My 5 Star Books of Quarantine
- Alice Rickless
- Oct 29, 2020
- 4 min read
Updated: Dec 31, 2021

I find I have read many great books over my lifetime, but there has to be something very special to make something 5 stars for me. Over quarantine, when I didn’t leave my house for 6 months and my eyes would burn from online classes and facetimes with my friends, I turned to my bookshelf. Many days I would finish a book and immediately pick up another, to be absorbed into the story. The books on this list were different. When I finished them, I couldn’t just begin another immediately. For some reason these books felt like more--I had to sit and exist in their worlds for just a bit longer.
1. A Gentleman in Moscow

I can’t remember exactly when I read this one, but on my first day back in San Diego from University I have a picture of it sitting on my front porch next to a cup of tea. A Gentleman in Moscow was recommended to me over a year ago when I was working in a local bookshop in Wivenhoe, Essex. A customer walked into a shop to purchase two copies as gifts for her friends. She told me that the book changed her -- the writing, the story, the setting. I brushed her off as being a tad dramatic, and I was just excited to find a good book for the first time in a while. I was wrong. A Gentleman in Moscow was so subtle, featuring a man in indefinite house arrest in the Interpol Hotel across the street from the Kremlin. I was shocked at how intricate a world Amor Towles created within the set of just one building. I cared about the characters as though they were my own family members and friends, without even realizing I was falling so deeply into the story. I ended up doing just what the woman in Wivenhoe bookshop did, gifting the book to both my parents and my Grandpa. I’ll end this with a text I got from him after he finished the book.
“Just finished my time with Count Rostov, with tears in my eyes. I hate for the time to end. How wonderful is a good book, thank you.”
2. The Secret Life of Bees

I ordered this book only a few weeks into quarantine. It had been on my “want to read” list for a while and I figured it was about time to get around to it.

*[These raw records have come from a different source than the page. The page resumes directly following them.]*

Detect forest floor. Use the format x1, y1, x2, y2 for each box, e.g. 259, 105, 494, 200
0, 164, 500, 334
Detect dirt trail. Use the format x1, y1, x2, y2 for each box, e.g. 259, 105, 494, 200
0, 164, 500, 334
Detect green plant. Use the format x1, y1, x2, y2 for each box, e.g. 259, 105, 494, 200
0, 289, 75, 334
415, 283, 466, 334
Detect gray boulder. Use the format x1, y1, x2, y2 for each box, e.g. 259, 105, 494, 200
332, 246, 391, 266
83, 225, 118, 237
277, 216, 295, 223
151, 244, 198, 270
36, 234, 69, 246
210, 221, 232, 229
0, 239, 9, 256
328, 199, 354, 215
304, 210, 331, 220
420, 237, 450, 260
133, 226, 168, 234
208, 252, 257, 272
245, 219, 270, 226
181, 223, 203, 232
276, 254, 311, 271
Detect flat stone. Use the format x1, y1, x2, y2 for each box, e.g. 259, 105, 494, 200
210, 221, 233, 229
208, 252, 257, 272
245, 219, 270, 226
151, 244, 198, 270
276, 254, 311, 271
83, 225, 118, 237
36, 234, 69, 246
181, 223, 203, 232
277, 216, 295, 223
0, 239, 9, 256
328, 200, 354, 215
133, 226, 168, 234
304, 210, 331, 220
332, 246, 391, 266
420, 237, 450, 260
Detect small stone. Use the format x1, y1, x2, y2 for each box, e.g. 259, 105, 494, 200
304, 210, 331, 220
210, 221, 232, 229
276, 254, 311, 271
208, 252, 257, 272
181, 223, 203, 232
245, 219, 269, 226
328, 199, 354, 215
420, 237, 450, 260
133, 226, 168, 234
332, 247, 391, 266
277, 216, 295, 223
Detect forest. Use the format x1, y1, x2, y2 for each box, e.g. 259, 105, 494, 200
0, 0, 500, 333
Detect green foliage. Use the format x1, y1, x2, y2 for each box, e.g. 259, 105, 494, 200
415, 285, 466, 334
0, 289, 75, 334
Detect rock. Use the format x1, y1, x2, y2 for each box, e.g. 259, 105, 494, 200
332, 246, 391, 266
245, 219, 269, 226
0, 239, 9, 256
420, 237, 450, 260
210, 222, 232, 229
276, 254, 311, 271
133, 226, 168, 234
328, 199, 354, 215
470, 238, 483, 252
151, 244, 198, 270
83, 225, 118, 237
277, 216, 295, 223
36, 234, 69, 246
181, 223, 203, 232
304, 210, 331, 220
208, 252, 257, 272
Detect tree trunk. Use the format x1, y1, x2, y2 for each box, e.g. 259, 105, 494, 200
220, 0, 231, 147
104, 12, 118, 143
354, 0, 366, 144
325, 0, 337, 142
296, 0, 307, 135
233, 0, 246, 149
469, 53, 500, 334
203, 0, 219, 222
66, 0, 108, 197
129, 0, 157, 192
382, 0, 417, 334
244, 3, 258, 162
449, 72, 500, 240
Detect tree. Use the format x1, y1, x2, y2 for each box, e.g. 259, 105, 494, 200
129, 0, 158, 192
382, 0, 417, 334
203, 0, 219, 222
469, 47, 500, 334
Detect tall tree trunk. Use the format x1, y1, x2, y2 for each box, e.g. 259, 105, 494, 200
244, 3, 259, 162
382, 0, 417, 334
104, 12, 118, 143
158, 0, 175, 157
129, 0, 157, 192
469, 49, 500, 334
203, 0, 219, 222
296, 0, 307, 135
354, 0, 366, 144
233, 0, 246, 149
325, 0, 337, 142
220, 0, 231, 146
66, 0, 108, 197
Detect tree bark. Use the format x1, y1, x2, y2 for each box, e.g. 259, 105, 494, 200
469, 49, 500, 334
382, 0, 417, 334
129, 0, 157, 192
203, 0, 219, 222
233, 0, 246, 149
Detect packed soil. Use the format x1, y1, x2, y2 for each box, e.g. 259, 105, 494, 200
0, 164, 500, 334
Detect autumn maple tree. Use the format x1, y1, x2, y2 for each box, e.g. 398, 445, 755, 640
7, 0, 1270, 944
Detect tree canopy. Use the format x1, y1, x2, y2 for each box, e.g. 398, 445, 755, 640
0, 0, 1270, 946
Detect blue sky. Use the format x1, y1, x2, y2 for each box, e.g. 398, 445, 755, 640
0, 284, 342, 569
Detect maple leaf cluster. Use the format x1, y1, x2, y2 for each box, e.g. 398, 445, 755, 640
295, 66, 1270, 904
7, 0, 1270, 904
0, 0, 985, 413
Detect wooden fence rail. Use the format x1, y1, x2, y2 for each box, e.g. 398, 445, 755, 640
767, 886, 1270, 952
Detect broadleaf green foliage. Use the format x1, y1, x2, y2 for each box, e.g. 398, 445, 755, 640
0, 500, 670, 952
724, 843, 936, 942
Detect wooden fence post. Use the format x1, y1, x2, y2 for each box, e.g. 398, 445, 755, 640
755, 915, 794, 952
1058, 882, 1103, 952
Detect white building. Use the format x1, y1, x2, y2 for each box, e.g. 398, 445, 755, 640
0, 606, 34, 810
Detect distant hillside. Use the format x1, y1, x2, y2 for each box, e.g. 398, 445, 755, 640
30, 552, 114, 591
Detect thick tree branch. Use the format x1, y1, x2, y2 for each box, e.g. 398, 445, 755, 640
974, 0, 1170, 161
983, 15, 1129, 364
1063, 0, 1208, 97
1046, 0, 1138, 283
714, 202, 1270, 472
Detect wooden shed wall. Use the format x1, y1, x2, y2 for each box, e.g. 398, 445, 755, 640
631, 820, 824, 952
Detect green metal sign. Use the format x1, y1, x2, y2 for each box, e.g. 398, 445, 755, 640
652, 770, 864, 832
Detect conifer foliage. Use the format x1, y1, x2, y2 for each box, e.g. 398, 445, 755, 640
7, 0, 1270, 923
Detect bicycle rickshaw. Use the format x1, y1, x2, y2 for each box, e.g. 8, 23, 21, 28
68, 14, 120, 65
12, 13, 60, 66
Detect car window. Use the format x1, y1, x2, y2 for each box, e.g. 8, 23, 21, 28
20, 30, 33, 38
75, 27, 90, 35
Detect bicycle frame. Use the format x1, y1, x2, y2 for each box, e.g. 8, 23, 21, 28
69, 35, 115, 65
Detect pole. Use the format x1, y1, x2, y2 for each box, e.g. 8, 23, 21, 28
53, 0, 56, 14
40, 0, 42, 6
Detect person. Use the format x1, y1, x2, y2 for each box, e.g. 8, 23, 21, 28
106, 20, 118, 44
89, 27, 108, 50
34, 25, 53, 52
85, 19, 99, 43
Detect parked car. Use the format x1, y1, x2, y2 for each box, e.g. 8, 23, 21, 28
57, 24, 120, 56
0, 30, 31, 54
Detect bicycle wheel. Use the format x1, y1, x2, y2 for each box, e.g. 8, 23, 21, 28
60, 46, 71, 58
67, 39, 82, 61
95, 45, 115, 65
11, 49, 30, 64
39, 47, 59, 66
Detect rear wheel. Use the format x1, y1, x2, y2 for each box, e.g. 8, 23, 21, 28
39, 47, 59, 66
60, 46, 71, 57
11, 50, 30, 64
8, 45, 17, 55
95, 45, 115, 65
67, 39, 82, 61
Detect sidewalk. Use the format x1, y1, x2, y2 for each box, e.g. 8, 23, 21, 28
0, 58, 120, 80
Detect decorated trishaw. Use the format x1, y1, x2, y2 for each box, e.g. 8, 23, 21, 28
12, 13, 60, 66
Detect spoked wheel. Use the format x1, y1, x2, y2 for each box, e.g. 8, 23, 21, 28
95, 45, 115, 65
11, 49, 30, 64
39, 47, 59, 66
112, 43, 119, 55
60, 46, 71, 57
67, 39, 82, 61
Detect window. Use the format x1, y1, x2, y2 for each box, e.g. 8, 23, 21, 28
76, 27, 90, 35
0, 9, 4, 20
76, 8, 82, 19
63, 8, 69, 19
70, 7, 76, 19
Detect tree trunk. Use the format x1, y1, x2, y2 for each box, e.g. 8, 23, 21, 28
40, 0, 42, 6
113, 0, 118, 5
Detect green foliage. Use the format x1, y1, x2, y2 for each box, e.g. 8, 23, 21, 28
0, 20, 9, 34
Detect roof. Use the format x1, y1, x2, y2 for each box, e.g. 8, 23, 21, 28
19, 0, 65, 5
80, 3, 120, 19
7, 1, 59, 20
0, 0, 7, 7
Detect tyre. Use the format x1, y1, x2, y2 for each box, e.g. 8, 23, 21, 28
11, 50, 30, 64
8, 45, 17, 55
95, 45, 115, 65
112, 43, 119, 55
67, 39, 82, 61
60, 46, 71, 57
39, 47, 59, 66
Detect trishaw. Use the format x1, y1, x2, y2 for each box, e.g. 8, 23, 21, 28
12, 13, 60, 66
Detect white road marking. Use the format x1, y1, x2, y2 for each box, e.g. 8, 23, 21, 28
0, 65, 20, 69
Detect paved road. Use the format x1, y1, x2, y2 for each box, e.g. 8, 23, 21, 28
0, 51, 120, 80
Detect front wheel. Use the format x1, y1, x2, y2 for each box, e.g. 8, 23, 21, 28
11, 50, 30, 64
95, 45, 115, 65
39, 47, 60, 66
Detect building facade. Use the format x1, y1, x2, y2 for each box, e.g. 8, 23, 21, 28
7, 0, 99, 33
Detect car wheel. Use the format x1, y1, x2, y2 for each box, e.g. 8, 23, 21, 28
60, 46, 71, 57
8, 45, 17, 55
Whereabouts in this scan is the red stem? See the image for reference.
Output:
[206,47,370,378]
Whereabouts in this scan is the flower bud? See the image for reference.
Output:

What I remember the most from this is reading it in my front garden, choking back tears, trying to avoid the looks I got from the people walking their dogs right by. Safe to say it was unexpected how struck I was by the story. I do believe a good book begins with great characters, and the women Sue Monk Kidd created in this were the best of the best. I am and have always been deathly afraid of anything that stings and yet I even considered taking up beekeeping as my quarantine hobby. But mostly I just wanted to exist in the world the book transported me while reading. The blurb on the book says that it is a book about divine female power which doesn’t even begin to sum it up.
3. Olive Kitteridge

Funnily enough, the reason I ended up reading Olive Kitteridge was because months before I accidentally bought the sequel (Olive, Again) at a bookshop, and because of that I was really required to read the first. I knew when purchasing that this won the Pulitzer Prize for fiction in 2009, but I couldn’t really understand at first why a book about a retired schoolteacher in Maine would win. After a chapter I understood. Although named for her, the book isn’t really about Olive Kitteridge. It is about the human condition, the intricacies of what it is just to be alive. Each chapter is a different story of a different person living around Olive. Some end in joy, most don’t, but each character has its own unique impact. I didn’t want the stories to end, I wanted them to keep going, to learn about these human beings inhabiting this small town. There are almost no words to explain why Olive Kitteridge meant so much to me. Some enjoy it, some don’t, but for me this will always achieve 5 stars.
4. Nobody’s Fool

I read this one on recommendation from my parents. After a few weeks, I ran out of books I hadn’t read of my own, so I went on the hunt through my parent’s shelves. After going through a large stack of their books, this one caught my attention. I like to say sometimes that the best protagonists are those who should be unlikable. The character of Sully is just that, an old asshole with a bum knee and no friends, but he burrowed his way into my heart. I loved him, I cared for him, I wanted him to succeed even when he was being a dick. Richard Russo manages to make a moving story incredibly witty. I couldn’t pick up another book for two days after finishing Nobody’s Fool. I needed to sit and soak in the words just a little bit longer. I have the sequel, Everybody’s Fool sitting on my nightstand, and I am just waiting to read it for the next time I need a bit of Sully in my life.
5. Girl, Woman, Other

I saw this book everywhere when I was in the U.K. for University. I heard about it on my favorite podcasts, on social media, on TV, and I couldn’t tell you why it took me until quarantine to finally pick it up. Girl, Woman, Other follows one of my favorite forms, each chapter being a story of a different character, in this case a black British woman. Each person intertwined in ways they don’t even know. I couldn’t put this book down. I brought it to the dinner table with me, setting it down next to my plate as I ate and read at the same time. My favorite part, though, was the very end of the book, being so clever and emotional, tying together the stories so well I almost couldn’t believe it. This book captured something magical: reality. I felt as though I was reading about real women and their stories; it didn’t really seem too fabricated or a work of fiction and that is an incredibly hard thing for a writer to achieve.